I will be able to write columns for years to come from all the stories that surfaced from the 10 years of Halloween parties. For now, I’ll give you just a bit of the details in case you want some hints on things you could incorporate into yours. These things worked well for me...
This is a quick cake that can be served at a party. You don’t need large pieces when something has as much flavor as this does. Pumpkin treats are a big hit in the Fall and over the holidays.
Servings: Serves 12
2 Tbl of melted butter
1 cup of pureed pumpkin (from the can)
½ cup of ZSweet or Swerve sugar substitute
4 eggs (room temperature)
1 tsp of vanilla
½ tsp of grated sea salt
1-1/4 tsp of baking soda
1 tsp of cinnamon
¼ tsp of pumpkin pie spice
1/3 tsp of nutmeg
¼ cup of coconut flour or Carbalose flour
¾ cup of almond flour
Preheat oven to 350 degrees. Spray your pan with butter spray or baking spray. I used my loaf pan. You can also use a 9-inch round springform pan or a 9-by-9-inch square pan. The final result will look like a single layer cake.

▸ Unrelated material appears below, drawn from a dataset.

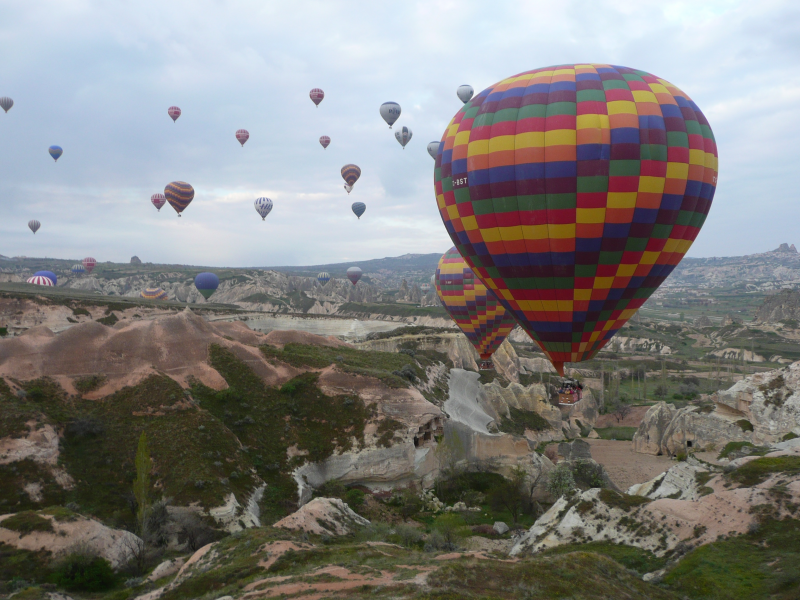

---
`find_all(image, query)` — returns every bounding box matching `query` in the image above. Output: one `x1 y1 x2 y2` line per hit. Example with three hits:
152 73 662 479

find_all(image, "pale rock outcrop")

In your mixing bowl, put in the eggs, butter, pumpkin, sugar sub, and vanilla. Begin beating on medium to mix the ingredients. Stop the mixer and scrape the sides so everything is incorporated. Now let the mixer run for two minutes on high. I actually use a timer because I want to make sure the eggs get good and whipped.

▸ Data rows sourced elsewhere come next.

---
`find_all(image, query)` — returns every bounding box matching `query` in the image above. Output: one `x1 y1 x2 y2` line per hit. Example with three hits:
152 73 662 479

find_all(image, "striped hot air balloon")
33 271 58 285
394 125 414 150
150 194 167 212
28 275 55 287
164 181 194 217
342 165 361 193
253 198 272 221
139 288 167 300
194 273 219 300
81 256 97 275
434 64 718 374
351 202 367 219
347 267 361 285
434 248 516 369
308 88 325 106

Turn off mixer. Now, most cake recipes will tell you to mix all of the dry ingredients in another bowl and then incorporate them. I’m too lazy for that or in a hurry. I put all of the dry ingredients in the bowl on top of the wet ones but I make sure that as I add them I sprinkle them on so nothing is in one blob. So dust your spices over the top. Dust the baking soda and even spread out the flour. Then do the same thing to mix. Run the mixer on medium for about 10 seconds to blend. Then stop the mixer and scrape down the sides. Then let it run for another 2 minutes to make sure it’s all incorporated well and you’ve stirred it up really thoroughly.

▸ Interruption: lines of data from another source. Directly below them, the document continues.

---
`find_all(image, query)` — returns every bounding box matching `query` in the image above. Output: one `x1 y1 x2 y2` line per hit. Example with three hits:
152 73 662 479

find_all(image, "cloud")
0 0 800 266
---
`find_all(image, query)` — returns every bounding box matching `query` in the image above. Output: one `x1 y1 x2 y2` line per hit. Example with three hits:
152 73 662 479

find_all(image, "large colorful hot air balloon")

Pour the batter into your prepped 9” pan and make sure it’s spread evenly. Then bake for 30 to 35 minutes. You can test for doneness with a toothpick. If it comes out clean you’re all set.
Cool the cake and then frost it with Cream Cheese Frosting (below). Store leftovers in the refrigerator. I try to take it out of the fridge about 30 minutes before serving it but truthfully, the cold cake tastes really lovely too.
Cream Cheese Frosting
8 oz of softened cream cheese
½ stick of softened butter
1 tsp of vanilla
3 – 4 drops of liquid stevia
½ cup of POWDERED ZSweet or Swerve*
Put all ingredients in a medium bowl and mix until creamy. You can taste test your frosting to see if you want to add any more liquid stevia. I think it’s plenty sweet with just a few drops. A little goes a LONG way of that stuff so be careful when adding it.
I frosted this cake in a simple manner. If you want to decorate it you can make half again as much frosting and then you’d have enough to pipe a border on top and bottom.
*I buy powdered ZSweet on line but if you only have the granulated version you can put it in your food processor and turn it on to make your own powdered sugar.